In 2009, at the age of 24, Sarah, from Rutland, became the first woman and youngest person to row solo across the Indian Ocean. She has been described by Sir Ranulph Fiennes, as ‘an adventurer and expeditioner second to none’.
Sarah’s dangerous journey is unique. Nobody has ever rowed this combination of oceans in a single journey around the globe, solo or otherwise. Only 2 men have ever rowed the North Pacific SOLO. Sarah will be the first woman to row solo across the North Pacific.
She set off at noon from Tower Bridge in her kayak Nelson, and paddled down the Thames with a Royal Navy escort befitting a true adventurer. Later she crosses the Channel, then cycles on her bike Hercules 7,800 miles in 22 weeks through France, Belgium, Germany, Czech Republic, Poland, Ukraine, Russia, Kazakhstan, China and then back into Russia.
Sarah will make the crossing to Japan via the remote island of Sakhalin, using Nelson and Hercules to paddle and cycle her way 1,000 miles to Japan. She will then row solo across 5,000 miles of the North Pacific in her tiny boat Gulliver, take up Hercules saddle again and cycle 3,000 miles from Vancouver to New York, then row solo home across 2,500 miles across the North Atlantic. Total estimated mileage travelled: 20,000.

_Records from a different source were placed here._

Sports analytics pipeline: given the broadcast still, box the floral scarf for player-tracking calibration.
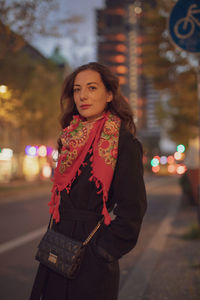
[49,112,121,225]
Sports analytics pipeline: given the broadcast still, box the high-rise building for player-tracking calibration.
[96,0,159,142]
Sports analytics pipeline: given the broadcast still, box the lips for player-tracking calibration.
[80,104,91,109]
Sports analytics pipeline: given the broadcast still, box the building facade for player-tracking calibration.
[96,0,160,142]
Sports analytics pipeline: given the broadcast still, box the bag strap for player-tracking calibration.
[83,217,104,246]
[48,215,104,246]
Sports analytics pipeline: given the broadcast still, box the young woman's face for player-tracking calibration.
[73,70,112,121]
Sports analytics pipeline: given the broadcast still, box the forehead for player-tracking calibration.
[74,70,103,85]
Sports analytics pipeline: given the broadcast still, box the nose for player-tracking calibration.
[80,89,88,101]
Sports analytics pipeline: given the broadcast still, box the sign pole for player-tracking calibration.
[197,55,200,226]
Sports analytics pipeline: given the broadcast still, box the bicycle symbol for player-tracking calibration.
[174,4,200,39]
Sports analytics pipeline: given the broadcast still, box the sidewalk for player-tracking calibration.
[119,201,200,300]
[0,180,52,205]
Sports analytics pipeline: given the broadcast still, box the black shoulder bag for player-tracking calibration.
[35,216,104,279]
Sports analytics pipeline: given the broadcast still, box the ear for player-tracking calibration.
[106,92,113,102]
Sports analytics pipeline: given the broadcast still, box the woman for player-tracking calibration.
[30,63,146,300]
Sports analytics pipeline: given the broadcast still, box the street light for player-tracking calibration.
[0,85,8,94]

Sarah will be carrying high tech equipment which will enable her to blog weekly from anywhere in the world and talk to schools around the globe.
Sir Ranulph Fiennes says of Sarah’s London2London expedition:
"Sarah Outen has already demonstrated her skill and determination in her record breaking row across the Indian Ocean. London to London via The World is a significantly greater challenge. She will face dangers on a daily basis which only the hardiest could tolerate. But I’m sure she will succeed and confirm that she is an adventurer and expeditioner second to none. We, in the Transglobe Expedition Trust are delighted to be among her supporters and wish her every success not only in the physical challenges but also in her admirable work with schools. Definitely mad. Definitely marvellous."
Her record breaking endeavour is expected to last 2 and a half years and, true to the idea of a continuous journey; she won’t be coming home in between legs.
Sarah says: ‘We’ve such a rich heritage of pioneers, mariners and ground breaking expeditions from the UK – so I’m proud to be flying the flag. It’s cool to be spreading the word that women do crazy expeditions too – there are a lot of beards in this field!’
Sarah says: “It’s stomach churning stuff and I would be lying if I said I wasn’t scared: I am full of adrenaline right now – 90% excitement, 10% nerves. The roads are the scary bits – there’s a real possibility of being knocked from the bike at any time, or squashed by a truck, so I need to stay focused. The oceans are something else entirely. I’m still scared of jumping in the ocean. On my Indian Ocean row there were times when I felt physically awful, I was hallucinating and more tired than I’ve ever been in my life. Capsizing within sight of Mauritius, with the boat rolling and rolling and me wondering if I’d die was a low point last time, but I can’t wait to get out on the sea again."